Kaum eine Chance für Microsofts Office-Format bei der ISO?
OpenDocument gewinne vor allem bei Regierungen und Behörden weltweit an Bedeutung, da diese nach einem Format suchen, das auch Nutzer ohne Zugang zu Microsoft Office nutzen können.

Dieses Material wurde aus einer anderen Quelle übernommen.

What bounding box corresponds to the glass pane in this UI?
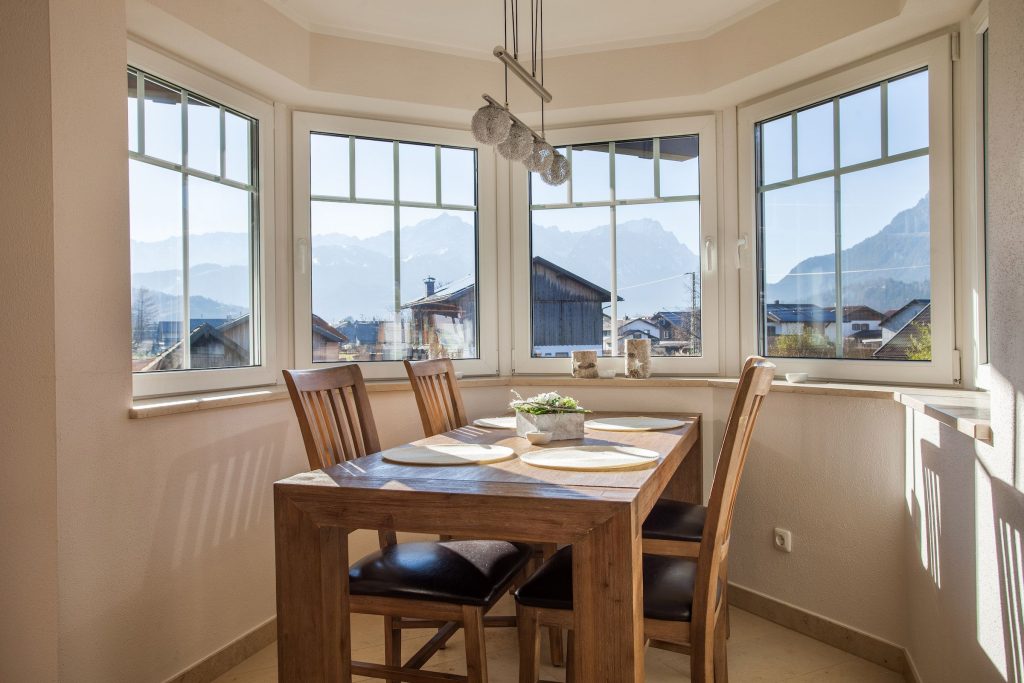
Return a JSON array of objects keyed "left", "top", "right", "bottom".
[
  {"left": 144, "top": 79, "right": 181, "bottom": 164},
  {"left": 530, "top": 207, "right": 611, "bottom": 357},
  {"left": 889, "top": 71, "right": 928, "bottom": 155},
  {"left": 797, "top": 101, "right": 836, "bottom": 176},
  {"left": 842, "top": 152, "right": 932, "bottom": 360},
  {"left": 761, "top": 178, "right": 836, "bottom": 357},
  {"left": 128, "top": 72, "right": 138, "bottom": 152},
  {"left": 188, "top": 177, "right": 254, "bottom": 370},
  {"left": 441, "top": 147, "right": 476, "bottom": 206},
  {"left": 658, "top": 135, "right": 700, "bottom": 197},
  {"left": 355, "top": 137, "right": 394, "bottom": 200},
  {"left": 188, "top": 97, "right": 220, "bottom": 175},
  {"left": 128, "top": 160, "right": 183, "bottom": 372},
  {"left": 309, "top": 202, "right": 395, "bottom": 362},
  {"left": 615, "top": 140, "right": 654, "bottom": 200},
  {"left": 309, "top": 133, "right": 349, "bottom": 198},
  {"left": 398, "top": 142, "right": 437, "bottom": 204},
  {"left": 839, "top": 86, "right": 882, "bottom": 166},
  {"left": 224, "top": 112, "right": 252, "bottom": 183},
  {"left": 761, "top": 116, "right": 793, "bottom": 185},
  {"left": 529, "top": 147, "right": 574, "bottom": 205},
  {"left": 401, "top": 207, "right": 478, "bottom": 359},
  {"left": 569, "top": 144, "right": 611, "bottom": 202},
  {"left": 615, "top": 202, "right": 700, "bottom": 356}
]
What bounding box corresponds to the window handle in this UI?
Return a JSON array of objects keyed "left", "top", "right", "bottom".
[
  {"left": 705, "top": 238, "right": 715, "bottom": 272},
  {"left": 295, "top": 238, "right": 309, "bottom": 275},
  {"left": 736, "top": 234, "right": 746, "bottom": 270}
]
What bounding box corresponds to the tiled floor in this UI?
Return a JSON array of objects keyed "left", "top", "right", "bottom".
[{"left": 216, "top": 604, "right": 903, "bottom": 683}]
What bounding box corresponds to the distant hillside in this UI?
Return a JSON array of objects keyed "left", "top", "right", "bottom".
[{"left": 765, "top": 195, "right": 931, "bottom": 311}]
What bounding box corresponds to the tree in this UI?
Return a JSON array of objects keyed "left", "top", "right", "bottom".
[
  {"left": 906, "top": 323, "right": 932, "bottom": 360},
  {"left": 131, "top": 287, "right": 157, "bottom": 353}
]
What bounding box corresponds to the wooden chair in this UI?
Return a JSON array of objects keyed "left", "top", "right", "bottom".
[
  {"left": 515, "top": 358, "right": 775, "bottom": 683},
  {"left": 642, "top": 355, "right": 764, "bottom": 647},
  {"left": 285, "top": 365, "right": 532, "bottom": 683},
  {"left": 406, "top": 358, "right": 565, "bottom": 667}
]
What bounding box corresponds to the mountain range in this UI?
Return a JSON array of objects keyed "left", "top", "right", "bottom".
[{"left": 132, "top": 197, "right": 930, "bottom": 322}]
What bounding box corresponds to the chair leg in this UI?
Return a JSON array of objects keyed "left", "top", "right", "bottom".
[
  {"left": 715, "top": 612, "right": 729, "bottom": 683},
  {"left": 462, "top": 606, "right": 487, "bottom": 683},
  {"left": 515, "top": 604, "right": 541, "bottom": 683},
  {"left": 384, "top": 616, "right": 401, "bottom": 683},
  {"left": 565, "top": 631, "right": 575, "bottom": 683}
]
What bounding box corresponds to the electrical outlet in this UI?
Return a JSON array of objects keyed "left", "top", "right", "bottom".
[{"left": 772, "top": 527, "right": 793, "bottom": 553}]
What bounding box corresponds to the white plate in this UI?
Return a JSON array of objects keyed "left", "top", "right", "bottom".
[
  {"left": 473, "top": 417, "right": 515, "bottom": 429},
  {"left": 586, "top": 417, "right": 687, "bottom": 432},
  {"left": 519, "top": 445, "right": 657, "bottom": 471},
  {"left": 381, "top": 443, "right": 515, "bottom": 465}
]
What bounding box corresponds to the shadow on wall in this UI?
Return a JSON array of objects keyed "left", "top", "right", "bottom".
[{"left": 907, "top": 415, "right": 1024, "bottom": 683}]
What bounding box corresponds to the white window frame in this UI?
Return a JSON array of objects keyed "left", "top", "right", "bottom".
[
  {"left": 127, "top": 41, "right": 280, "bottom": 398},
  {"left": 511, "top": 116, "right": 720, "bottom": 375},
  {"left": 292, "top": 112, "right": 498, "bottom": 380},
  {"left": 738, "top": 35, "right": 959, "bottom": 385}
]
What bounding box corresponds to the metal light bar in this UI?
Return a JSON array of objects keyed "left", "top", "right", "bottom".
[
  {"left": 495, "top": 45, "right": 551, "bottom": 103},
  {"left": 482, "top": 93, "right": 544, "bottom": 140}
]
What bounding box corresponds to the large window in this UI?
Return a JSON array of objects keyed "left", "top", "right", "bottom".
[
  {"left": 127, "top": 62, "right": 276, "bottom": 401},
  {"left": 296, "top": 115, "right": 495, "bottom": 377},
  {"left": 756, "top": 70, "right": 932, "bottom": 360},
  {"left": 513, "top": 121, "right": 717, "bottom": 372}
]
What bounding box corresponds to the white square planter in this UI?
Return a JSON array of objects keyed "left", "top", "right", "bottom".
[{"left": 515, "top": 413, "right": 585, "bottom": 441}]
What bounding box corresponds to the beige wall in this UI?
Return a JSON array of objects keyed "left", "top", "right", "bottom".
[{"left": 0, "top": 2, "right": 57, "bottom": 681}]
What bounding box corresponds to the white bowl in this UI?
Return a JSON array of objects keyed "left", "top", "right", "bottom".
[{"left": 526, "top": 432, "right": 551, "bottom": 445}]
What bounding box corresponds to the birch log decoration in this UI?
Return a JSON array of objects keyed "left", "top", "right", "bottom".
[
  {"left": 626, "top": 339, "right": 650, "bottom": 380},
  {"left": 572, "top": 351, "right": 597, "bottom": 380}
]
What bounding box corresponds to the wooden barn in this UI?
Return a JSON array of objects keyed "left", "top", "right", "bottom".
[{"left": 531, "top": 256, "right": 622, "bottom": 356}]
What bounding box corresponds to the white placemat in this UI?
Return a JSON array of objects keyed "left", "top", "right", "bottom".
[
  {"left": 519, "top": 445, "right": 657, "bottom": 471},
  {"left": 381, "top": 443, "right": 515, "bottom": 465},
  {"left": 473, "top": 417, "right": 515, "bottom": 429},
  {"left": 586, "top": 416, "right": 687, "bottom": 432}
]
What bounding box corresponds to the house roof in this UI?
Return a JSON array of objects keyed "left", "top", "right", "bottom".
[
  {"left": 765, "top": 303, "right": 836, "bottom": 323},
  {"left": 880, "top": 299, "right": 932, "bottom": 325},
  {"left": 534, "top": 256, "right": 625, "bottom": 301},
  {"left": 871, "top": 303, "right": 932, "bottom": 359}
]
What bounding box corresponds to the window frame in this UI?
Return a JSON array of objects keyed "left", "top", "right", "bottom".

OpenDocument erlaubt dies und wird schon heute in diversen Applikationen unterstützt, darunter OpenOffice.org und das darauf basierende StarOffice, KOffice, IBM Workplace, Abiword, Scribus, Textmaker, Gnumeric, Typo3 und Writely (Google).
Bis 2010, so schätzt man bei Gartner, wird mit einer Wahrscheinlichkeit von 70 Prozent jede zweite Regierung und jedes fünfte Unternehmen einen Austausch in OpenDocument fordern.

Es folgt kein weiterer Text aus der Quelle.